Elias, his hair ruffled in the wind, his thin face tired and
anxious, was waiting for them at the low stone wall. “Who’s this?” he asked.

“The fourth man,” John told him, his sharp eyes watching Levadi’s every movement, his rifle ready.

“The shepherd,” Strang said, and Elias looked at him sharply, then back at the man slipping and stumbling toward him. Now Elias was studying the face coming toward him. “Yes,” he said coldly, “the shepherd from Mount Parnassos.”

Levadi climbed over the wall and stopped as he saw a group of men waiting down at the bottom of the field near the house.

Elias told Petros and John, “See that nothing happens to him!”

“What? We protect him?”

“We need him alive.” In English, Elias said to Strang, “If he will talk, that is to say.” He shrugged his shoulders. “Can he talk?”

“He isn’t an idiot. Ask him why he once rebelled against Odysseus.”

Elias’s eyebrows were raised. But he fell into step beside Levadi and began talking to the man. Halfway down the field, Elias waited for Strang to catch up. “It was a personal matter. Something about Elektra.”

“Tell him Odysseus has killed Elektra.”

Elias stared in horror. “Certainly not!
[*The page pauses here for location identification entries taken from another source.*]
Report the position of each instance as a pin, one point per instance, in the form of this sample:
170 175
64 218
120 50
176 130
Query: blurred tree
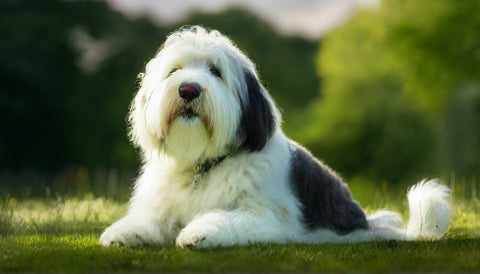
68 71
460 132
387 74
Don’t even say that to anyone. Not yet! I forbid you!”

“All right, all right,” Strang said, and fell back to join Petros.

“It is enough to show him what Odysseus ordered to be done here,” Elias said gruffly, and hurried Levadi on toward the house.

“Who are the men?” Strang asked Petros, watching the tight group that waited at the bottom of the field. Their weapons, he saw, were axes.

“From the village. You saw them rush across the stream when the captain blew his little whistle.” Petros was delighted with the look of surprise on Strang’s face. “What did you think I was doing when I left you and Myrrha? I went to waken my friends. We needed them, didn’t we?”

“And Elias brought back no reinforcements?”

“Sure. They are on their way.” Petros’s smile broadened. “Arriving any moment.”

Strang looked at the row of quiet little houses, and apologised to them. “When I climbed this field, I wondered why they lay so still.”

“When you climbed this field, how were you so sure that I would follow you?”

“Because,” Strang said, “you weren’t going to let me escape—if that was what I had been doing.”

Petros rubbed the scar on his brow, looked sideways at the American, and laughed softly. “There could have been a fifth man,” he said, threw an arm across Strang’s back and matched his step. He was still smiling broadly as they reached the group of embattled villagers around Elias and his prisoner. Strang left Petros explaining that the captain must know what he was saying, and headed for the broken door of the shed at the back of the Kladas house.